The revelation may renew calls for an FBI investigation into Sessions' Russian ties and potentially lead to allegations of perjury.
In a statement Wednesday night, Sessions said, "I never met with any Russian officials to discuss issues of the campaign. I have no idea what this allegation is about. It is false."
Sessions had more that 25 conversations with foreign ambassadors last year in his role as a senior member of the Senate Armed Services Committee, reports the Associated Press.
On Jan. 10, Sen. Al Franken cited in Sessions' confirmation hearing documents that accused Trump campaign officials of contact with the Russian government.

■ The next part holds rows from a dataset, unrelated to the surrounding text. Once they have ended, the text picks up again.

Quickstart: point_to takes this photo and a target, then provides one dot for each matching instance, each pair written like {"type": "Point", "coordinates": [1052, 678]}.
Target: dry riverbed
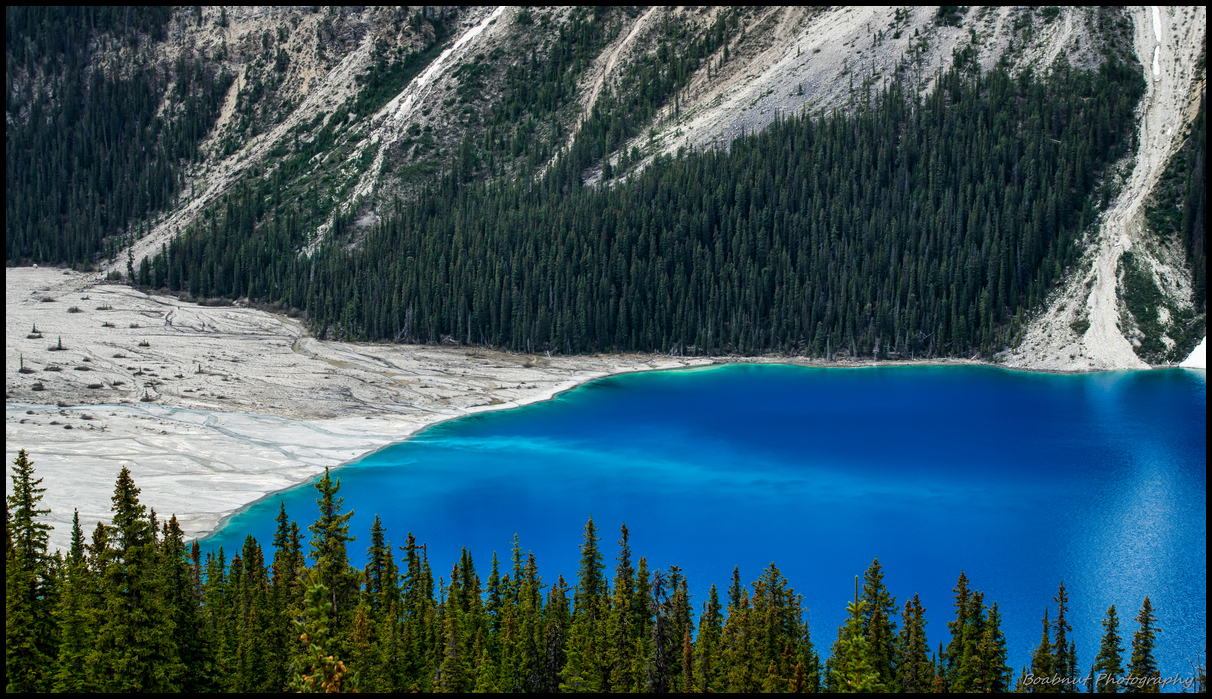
{"type": "Point", "coordinates": [216, 407]}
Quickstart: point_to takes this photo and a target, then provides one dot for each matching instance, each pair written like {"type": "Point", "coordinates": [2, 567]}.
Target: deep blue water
{"type": "Point", "coordinates": [1021, 480]}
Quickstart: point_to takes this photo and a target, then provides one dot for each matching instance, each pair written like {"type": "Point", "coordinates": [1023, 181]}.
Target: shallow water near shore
{"type": "Point", "coordinates": [1021, 480]}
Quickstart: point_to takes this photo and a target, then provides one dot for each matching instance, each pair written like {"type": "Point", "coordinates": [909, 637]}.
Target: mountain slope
{"type": "Point", "coordinates": [335, 115]}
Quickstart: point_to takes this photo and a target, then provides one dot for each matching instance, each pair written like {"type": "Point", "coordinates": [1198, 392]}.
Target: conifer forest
{"type": "Point", "coordinates": [133, 608]}
{"type": "Point", "coordinates": [937, 207]}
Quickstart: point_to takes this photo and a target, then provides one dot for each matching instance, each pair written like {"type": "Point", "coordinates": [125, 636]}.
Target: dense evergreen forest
{"type": "Point", "coordinates": [136, 608]}
{"type": "Point", "coordinates": [89, 150]}
{"type": "Point", "coordinates": [903, 227]}
{"type": "Point", "coordinates": [915, 228]}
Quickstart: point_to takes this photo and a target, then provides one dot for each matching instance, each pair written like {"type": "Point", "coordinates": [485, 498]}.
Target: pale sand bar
{"type": "Point", "coordinates": [243, 402]}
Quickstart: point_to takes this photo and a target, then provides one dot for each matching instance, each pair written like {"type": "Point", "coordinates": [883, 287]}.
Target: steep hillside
{"type": "Point", "coordinates": [321, 122]}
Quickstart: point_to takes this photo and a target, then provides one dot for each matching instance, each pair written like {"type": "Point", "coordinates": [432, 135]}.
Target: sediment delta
{"type": "Point", "coordinates": [213, 407]}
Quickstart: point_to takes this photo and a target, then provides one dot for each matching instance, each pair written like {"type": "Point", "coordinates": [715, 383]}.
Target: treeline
{"type": "Point", "coordinates": [137, 609]}
{"type": "Point", "coordinates": [1178, 210]}
{"type": "Point", "coordinates": [89, 154]}
{"type": "Point", "coordinates": [908, 229]}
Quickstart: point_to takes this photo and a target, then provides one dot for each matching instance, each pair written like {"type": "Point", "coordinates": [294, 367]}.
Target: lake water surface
{"type": "Point", "coordinates": [1021, 480]}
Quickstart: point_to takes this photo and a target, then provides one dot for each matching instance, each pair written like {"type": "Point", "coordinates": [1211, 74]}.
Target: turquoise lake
{"type": "Point", "coordinates": [1022, 480]}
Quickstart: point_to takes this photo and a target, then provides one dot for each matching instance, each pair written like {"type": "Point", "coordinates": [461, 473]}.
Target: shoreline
{"type": "Point", "coordinates": [216, 408]}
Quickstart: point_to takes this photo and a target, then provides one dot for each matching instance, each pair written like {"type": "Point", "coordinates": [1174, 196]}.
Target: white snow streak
{"type": "Point", "coordinates": [1199, 357]}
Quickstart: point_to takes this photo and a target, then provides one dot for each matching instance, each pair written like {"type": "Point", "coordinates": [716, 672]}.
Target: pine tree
{"type": "Point", "coordinates": [1044, 663]}
{"type": "Point", "coordinates": [325, 671]}
{"type": "Point", "coordinates": [28, 654]}
{"type": "Point", "coordinates": [853, 670]}
{"type": "Point", "coordinates": [74, 617]}
{"type": "Point", "coordinates": [952, 658]}
{"type": "Point", "coordinates": [1109, 663]}
{"type": "Point", "coordinates": [135, 648]}
{"type": "Point", "coordinates": [587, 669]}
{"type": "Point", "coordinates": [915, 671]}
{"type": "Point", "coordinates": [707, 645]}
{"type": "Point", "coordinates": [330, 536]}
{"type": "Point", "coordinates": [879, 622]}
{"type": "Point", "coordinates": [1065, 654]}
{"type": "Point", "coordinates": [998, 674]}
{"type": "Point", "coordinates": [621, 629]}
{"type": "Point", "coordinates": [1143, 676]}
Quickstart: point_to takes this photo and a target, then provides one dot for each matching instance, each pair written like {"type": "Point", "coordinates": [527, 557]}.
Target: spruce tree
{"type": "Point", "coordinates": [1064, 653]}
{"type": "Point", "coordinates": [1044, 662]}
{"type": "Point", "coordinates": [879, 622]}
{"type": "Point", "coordinates": [135, 648]}
{"type": "Point", "coordinates": [707, 645]}
{"type": "Point", "coordinates": [28, 653]}
{"type": "Point", "coordinates": [1143, 676]}
{"type": "Point", "coordinates": [1109, 663]}
{"type": "Point", "coordinates": [75, 618]}
{"type": "Point", "coordinates": [853, 670]}
{"type": "Point", "coordinates": [330, 536]}
{"type": "Point", "coordinates": [915, 671]}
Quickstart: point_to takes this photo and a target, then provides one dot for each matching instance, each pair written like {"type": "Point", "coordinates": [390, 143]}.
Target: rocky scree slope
{"type": "Point", "coordinates": [347, 109]}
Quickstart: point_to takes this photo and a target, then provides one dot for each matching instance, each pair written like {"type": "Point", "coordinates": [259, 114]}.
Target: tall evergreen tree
{"type": "Point", "coordinates": [1044, 663]}
{"type": "Point", "coordinates": [879, 623]}
{"type": "Point", "coordinates": [915, 671]}
{"type": "Point", "coordinates": [1063, 646]}
{"type": "Point", "coordinates": [135, 648]}
{"type": "Point", "coordinates": [29, 654]}
{"type": "Point", "coordinates": [1109, 663]}
{"type": "Point", "coordinates": [1143, 676]}
{"type": "Point", "coordinates": [852, 668]}
{"type": "Point", "coordinates": [330, 536]}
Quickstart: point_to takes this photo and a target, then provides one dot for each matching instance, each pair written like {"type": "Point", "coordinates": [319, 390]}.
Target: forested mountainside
{"type": "Point", "coordinates": [137, 609]}
{"type": "Point", "coordinates": [823, 182]}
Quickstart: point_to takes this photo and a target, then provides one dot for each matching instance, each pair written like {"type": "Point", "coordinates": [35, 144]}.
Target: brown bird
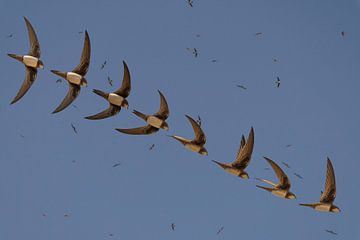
{"type": "Point", "coordinates": [31, 62]}
{"type": "Point", "coordinates": [197, 144]}
{"type": "Point", "coordinates": [328, 196]}
{"type": "Point", "coordinates": [116, 99]}
{"type": "Point", "coordinates": [76, 77]}
{"type": "Point", "coordinates": [243, 157]}
{"type": "Point", "coordinates": [154, 122]}
{"type": "Point", "coordinates": [282, 189]}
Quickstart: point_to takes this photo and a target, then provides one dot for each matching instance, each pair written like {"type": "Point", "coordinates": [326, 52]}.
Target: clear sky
{"type": "Point", "coordinates": [47, 171]}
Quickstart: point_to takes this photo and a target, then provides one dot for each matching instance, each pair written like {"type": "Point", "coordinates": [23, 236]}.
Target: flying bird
{"type": "Point", "coordinates": [197, 144]}
{"type": "Point", "coordinates": [328, 196]}
{"type": "Point", "coordinates": [154, 122]}
{"type": "Point", "coordinates": [220, 230]}
{"type": "Point", "coordinates": [282, 189]}
{"type": "Point", "coordinates": [331, 232]}
{"type": "Point", "coordinates": [277, 82]}
{"type": "Point", "coordinates": [242, 159]}
{"type": "Point", "coordinates": [74, 128]}
{"type": "Point", "coordinates": [75, 78]}
{"type": "Point", "coordinates": [298, 175]}
{"type": "Point", "coordinates": [31, 62]}
{"type": "Point", "coordinates": [103, 65]}
{"type": "Point", "coordinates": [116, 99]}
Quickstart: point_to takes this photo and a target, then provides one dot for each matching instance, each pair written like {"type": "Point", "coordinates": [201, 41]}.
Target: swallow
{"type": "Point", "coordinates": [116, 99]}
{"type": "Point", "coordinates": [328, 196]}
{"type": "Point", "coordinates": [220, 230]}
{"type": "Point", "coordinates": [154, 122]}
{"type": "Point", "coordinates": [282, 189]}
{"type": "Point", "coordinates": [110, 81]}
{"type": "Point", "coordinates": [190, 2]}
{"type": "Point", "coordinates": [331, 232]}
{"type": "Point", "coordinates": [298, 175]}
{"type": "Point", "coordinates": [197, 144]}
{"type": "Point", "coordinates": [242, 159]}
{"type": "Point", "coordinates": [116, 164]}
{"type": "Point", "coordinates": [277, 82]}
{"type": "Point", "coordinates": [241, 86]}
{"type": "Point", "coordinates": [103, 65]}
{"type": "Point", "coordinates": [285, 164]}
{"type": "Point", "coordinates": [75, 78]}
{"type": "Point", "coordinates": [31, 62]}
{"type": "Point", "coordinates": [74, 129]}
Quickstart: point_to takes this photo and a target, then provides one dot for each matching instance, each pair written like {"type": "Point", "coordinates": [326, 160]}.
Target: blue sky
{"type": "Point", "coordinates": [53, 172]}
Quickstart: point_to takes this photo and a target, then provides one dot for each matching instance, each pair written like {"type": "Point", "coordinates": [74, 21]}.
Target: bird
{"type": "Point", "coordinates": [331, 232]}
{"type": "Point", "coordinates": [116, 99]}
{"type": "Point", "coordinates": [285, 164]}
{"type": "Point", "coordinates": [241, 86]}
{"type": "Point", "coordinates": [74, 128]}
{"type": "Point", "coordinates": [103, 65]}
{"type": "Point", "coordinates": [151, 147]}
{"type": "Point", "coordinates": [190, 2]}
{"type": "Point", "coordinates": [277, 82]}
{"type": "Point", "coordinates": [328, 196]}
{"type": "Point", "coordinates": [75, 78]}
{"type": "Point", "coordinates": [242, 159]}
{"type": "Point", "coordinates": [154, 122]}
{"type": "Point", "coordinates": [31, 62]}
{"type": "Point", "coordinates": [220, 230]}
{"type": "Point", "coordinates": [116, 164]}
{"type": "Point", "coordinates": [282, 189]}
{"type": "Point", "coordinates": [197, 144]}
{"type": "Point", "coordinates": [298, 175]}
{"type": "Point", "coordinates": [110, 81]}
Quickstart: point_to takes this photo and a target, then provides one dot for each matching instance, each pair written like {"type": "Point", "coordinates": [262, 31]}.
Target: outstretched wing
{"type": "Point", "coordinates": [28, 81]}
{"type": "Point", "coordinates": [329, 194]}
{"type": "Point", "coordinates": [109, 112]}
{"type": "Point", "coordinates": [125, 88]}
{"type": "Point", "coordinates": [163, 112]}
{"type": "Point", "coordinates": [34, 42]}
{"type": "Point", "coordinates": [73, 92]}
{"type": "Point", "coordinates": [83, 66]}
{"type": "Point", "coordinates": [244, 155]}
{"type": "Point", "coordinates": [200, 137]}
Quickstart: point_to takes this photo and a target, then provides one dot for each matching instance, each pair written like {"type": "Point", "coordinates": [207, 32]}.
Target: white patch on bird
{"type": "Point", "coordinates": [30, 61]}
{"type": "Point", "coordinates": [154, 121]}
{"type": "Point", "coordinates": [74, 78]}
{"type": "Point", "coordinates": [115, 99]}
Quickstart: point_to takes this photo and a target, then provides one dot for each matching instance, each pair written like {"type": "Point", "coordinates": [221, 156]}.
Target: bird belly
{"type": "Point", "coordinates": [154, 121]}
{"type": "Point", "coordinates": [323, 207]}
{"type": "Point", "coordinates": [30, 61]}
{"type": "Point", "coordinates": [115, 99]}
{"type": "Point", "coordinates": [193, 147]}
{"type": "Point", "coordinates": [279, 193]}
{"type": "Point", "coordinates": [74, 78]}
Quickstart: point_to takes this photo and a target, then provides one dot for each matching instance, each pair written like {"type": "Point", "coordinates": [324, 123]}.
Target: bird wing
{"type": "Point", "coordinates": [73, 92]}
{"type": "Point", "coordinates": [163, 112]}
{"type": "Point", "coordinates": [34, 43]}
{"type": "Point", "coordinates": [329, 194]}
{"type": "Point", "coordinates": [148, 129]}
{"type": "Point", "coordinates": [244, 155]}
{"type": "Point", "coordinates": [200, 137]}
{"type": "Point", "coordinates": [125, 88]}
{"type": "Point", "coordinates": [283, 178]}
{"type": "Point", "coordinates": [110, 111]}
{"type": "Point", "coordinates": [83, 66]}
{"type": "Point", "coordinates": [28, 81]}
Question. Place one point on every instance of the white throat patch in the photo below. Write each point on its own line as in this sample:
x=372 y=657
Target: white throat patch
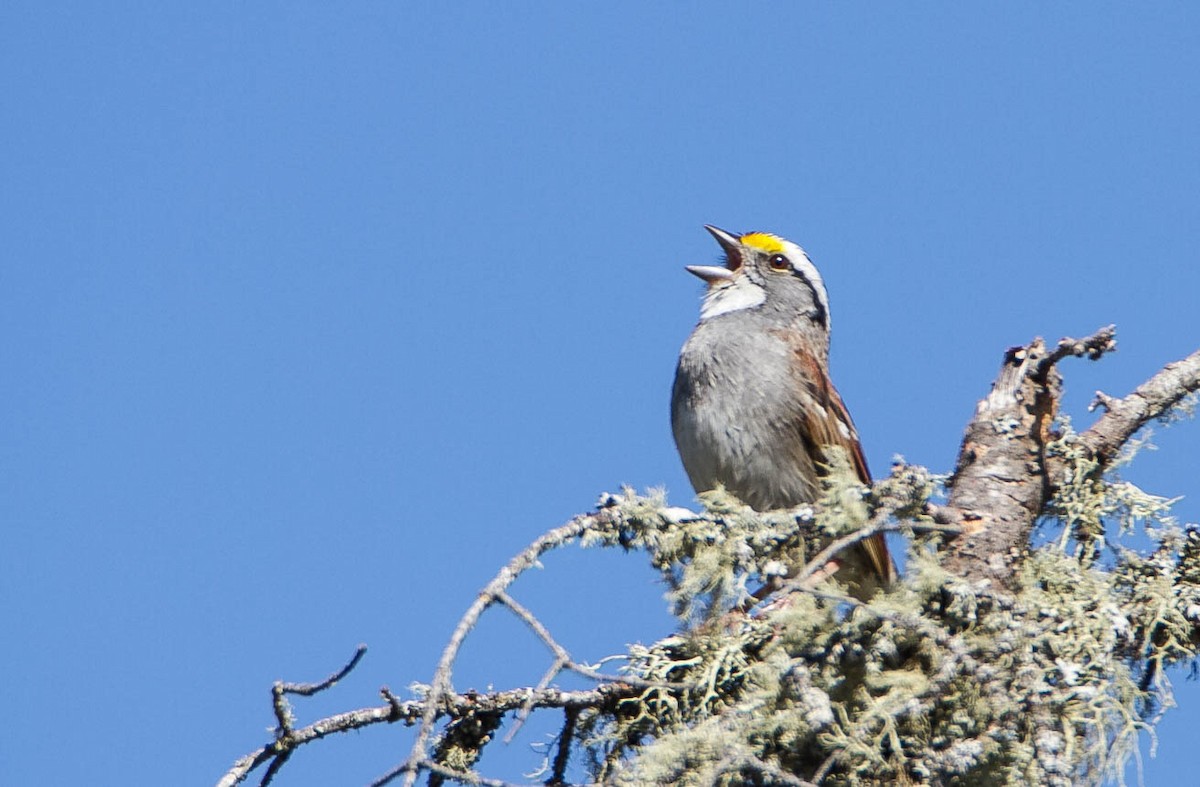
x=735 y=296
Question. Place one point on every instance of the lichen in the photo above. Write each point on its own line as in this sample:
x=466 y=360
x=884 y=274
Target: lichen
x=936 y=680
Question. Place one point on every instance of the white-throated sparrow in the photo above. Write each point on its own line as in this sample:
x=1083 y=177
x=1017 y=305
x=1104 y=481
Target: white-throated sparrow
x=753 y=407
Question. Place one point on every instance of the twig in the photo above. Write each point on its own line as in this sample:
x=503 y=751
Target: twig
x=441 y=685
x=310 y=689
x=563 y=750
x=1151 y=400
x=412 y=710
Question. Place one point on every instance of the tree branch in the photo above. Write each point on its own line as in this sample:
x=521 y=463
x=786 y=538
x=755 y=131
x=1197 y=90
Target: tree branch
x=1000 y=482
x=1151 y=400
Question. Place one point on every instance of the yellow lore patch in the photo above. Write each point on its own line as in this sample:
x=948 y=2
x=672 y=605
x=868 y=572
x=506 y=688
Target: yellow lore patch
x=763 y=242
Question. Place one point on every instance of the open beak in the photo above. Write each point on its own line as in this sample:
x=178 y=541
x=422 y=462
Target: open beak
x=715 y=274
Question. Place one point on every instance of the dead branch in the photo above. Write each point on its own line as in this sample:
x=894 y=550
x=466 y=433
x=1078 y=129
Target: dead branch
x=1151 y=400
x=1002 y=479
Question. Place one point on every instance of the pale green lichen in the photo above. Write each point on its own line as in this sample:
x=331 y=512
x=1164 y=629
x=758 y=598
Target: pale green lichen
x=937 y=680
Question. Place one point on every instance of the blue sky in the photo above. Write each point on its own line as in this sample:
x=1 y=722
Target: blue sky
x=315 y=316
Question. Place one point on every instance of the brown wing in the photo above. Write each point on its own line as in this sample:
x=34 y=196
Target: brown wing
x=829 y=424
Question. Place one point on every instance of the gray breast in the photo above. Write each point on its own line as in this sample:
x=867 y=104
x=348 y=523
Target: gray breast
x=735 y=415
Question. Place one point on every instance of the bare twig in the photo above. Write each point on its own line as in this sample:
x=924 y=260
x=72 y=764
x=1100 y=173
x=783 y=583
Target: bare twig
x=310 y=689
x=563 y=749
x=515 y=568
x=411 y=712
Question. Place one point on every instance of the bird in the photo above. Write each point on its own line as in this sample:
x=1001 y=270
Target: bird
x=753 y=408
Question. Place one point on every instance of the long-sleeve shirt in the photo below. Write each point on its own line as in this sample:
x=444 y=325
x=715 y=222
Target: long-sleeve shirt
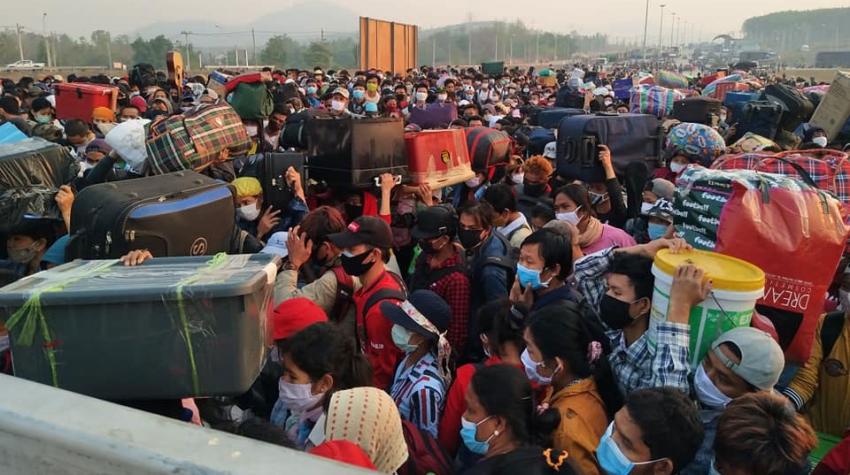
x=822 y=386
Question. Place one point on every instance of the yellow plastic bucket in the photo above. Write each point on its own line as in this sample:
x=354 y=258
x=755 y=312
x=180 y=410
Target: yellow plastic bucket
x=737 y=285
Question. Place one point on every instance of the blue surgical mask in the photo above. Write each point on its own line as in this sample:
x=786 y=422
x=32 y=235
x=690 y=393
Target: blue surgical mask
x=530 y=277
x=468 y=432
x=656 y=231
x=611 y=459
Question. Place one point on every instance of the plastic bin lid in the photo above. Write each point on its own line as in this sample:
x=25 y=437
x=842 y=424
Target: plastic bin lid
x=159 y=278
x=726 y=272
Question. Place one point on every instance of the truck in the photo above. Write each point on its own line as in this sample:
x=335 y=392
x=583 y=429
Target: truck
x=24 y=64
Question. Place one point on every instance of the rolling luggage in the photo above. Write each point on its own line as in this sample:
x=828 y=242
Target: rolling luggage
x=78 y=100
x=438 y=157
x=698 y=110
x=631 y=138
x=169 y=328
x=349 y=152
x=178 y=214
x=796 y=108
x=487 y=147
x=194 y=140
x=276 y=191
x=550 y=118
x=31 y=172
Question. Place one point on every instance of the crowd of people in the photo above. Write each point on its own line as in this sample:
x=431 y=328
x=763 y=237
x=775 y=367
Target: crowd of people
x=497 y=326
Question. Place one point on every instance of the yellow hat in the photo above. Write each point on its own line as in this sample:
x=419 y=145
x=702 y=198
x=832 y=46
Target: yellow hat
x=247 y=186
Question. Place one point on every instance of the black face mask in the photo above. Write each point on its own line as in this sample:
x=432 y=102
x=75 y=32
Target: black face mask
x=469 y=238
x=354 y=265
x=533 y=189
x=615 y=313
x=353 y=212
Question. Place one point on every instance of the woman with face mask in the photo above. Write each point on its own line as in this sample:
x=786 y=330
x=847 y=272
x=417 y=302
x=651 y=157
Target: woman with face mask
x=317 y=361
x=502 y=425
x=424 y=374
x=572 y=204
x=566 y=354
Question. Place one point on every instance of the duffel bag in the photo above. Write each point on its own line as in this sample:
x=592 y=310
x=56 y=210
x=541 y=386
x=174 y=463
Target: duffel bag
x=194 y=140
x=758 y=217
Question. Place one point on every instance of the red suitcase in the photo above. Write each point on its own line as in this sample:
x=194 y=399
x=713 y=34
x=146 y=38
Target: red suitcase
x=78 y=100
x=439 y=158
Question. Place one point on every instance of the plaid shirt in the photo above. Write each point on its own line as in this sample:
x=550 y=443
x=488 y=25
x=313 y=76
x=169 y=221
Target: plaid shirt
x=658 y=358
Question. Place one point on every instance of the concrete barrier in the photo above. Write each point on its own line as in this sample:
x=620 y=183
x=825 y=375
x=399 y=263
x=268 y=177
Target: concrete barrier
x=44 y=430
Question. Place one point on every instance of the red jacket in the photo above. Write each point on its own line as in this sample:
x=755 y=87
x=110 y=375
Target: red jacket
x=378 y=346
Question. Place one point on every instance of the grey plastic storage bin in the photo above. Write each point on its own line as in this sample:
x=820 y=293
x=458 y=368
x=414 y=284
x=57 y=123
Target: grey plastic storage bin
x=171 y=328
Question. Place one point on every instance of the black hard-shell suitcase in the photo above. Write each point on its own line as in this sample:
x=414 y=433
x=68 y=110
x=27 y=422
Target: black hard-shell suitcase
x=698 y=110
x=175 y=214
x=796 y=107
x=276 y=191
x=631 y=138
x=353 y=152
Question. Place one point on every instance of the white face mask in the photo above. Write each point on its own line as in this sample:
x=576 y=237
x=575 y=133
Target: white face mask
x=248 y=212
x=677 y=167
x=298 y=397
x=707 y=392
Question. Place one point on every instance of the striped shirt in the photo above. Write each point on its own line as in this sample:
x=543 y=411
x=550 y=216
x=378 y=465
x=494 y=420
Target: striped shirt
x=419 y=392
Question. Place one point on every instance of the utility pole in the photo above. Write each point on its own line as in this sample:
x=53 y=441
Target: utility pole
x=19 y=29
x=645 y=26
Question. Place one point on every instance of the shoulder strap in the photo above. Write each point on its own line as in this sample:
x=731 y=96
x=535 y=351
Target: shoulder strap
x=833 y=324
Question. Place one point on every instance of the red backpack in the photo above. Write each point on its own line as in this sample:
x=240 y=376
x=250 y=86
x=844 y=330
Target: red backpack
x=425 y=456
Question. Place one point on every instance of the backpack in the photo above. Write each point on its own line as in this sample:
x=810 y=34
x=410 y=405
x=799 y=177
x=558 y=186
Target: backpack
x=833 y=324
x=425 y=456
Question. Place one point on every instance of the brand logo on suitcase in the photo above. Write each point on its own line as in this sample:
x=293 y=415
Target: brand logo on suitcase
x=199 y=247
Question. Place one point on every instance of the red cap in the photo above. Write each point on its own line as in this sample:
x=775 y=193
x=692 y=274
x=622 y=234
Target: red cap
x=344 y=451
x=294 y=315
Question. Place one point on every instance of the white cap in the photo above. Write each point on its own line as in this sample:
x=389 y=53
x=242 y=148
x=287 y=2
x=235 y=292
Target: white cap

Franken asked Sessions, "If there is any evidence that anyone affiliated with the Trump campaign communicated with the Russian government in the course of this campaign, what would you do?”
Sessions, who was under oath, replied, “Sen. Franken, I’m not aware of any of those activities. I have been called a ‘surrogate’ at a time or two in that campaign, and I didn’t have communications with the Russians, and I’m unable to comment.”
Democratic House Minority Leader Nancy Pelosi accused Sessions of "lying under oath" and demanded he resign.
Sessions is currently leading an FBI probe investigating connections between the Trump campaign and the Russian government.
"It's clearer than ever now that the attorney general cannot, in good faith, oversee an investigation at the Department of Justice and the FBI of the Trump-Russia connection, and he must recuse himself immediately," Franken said.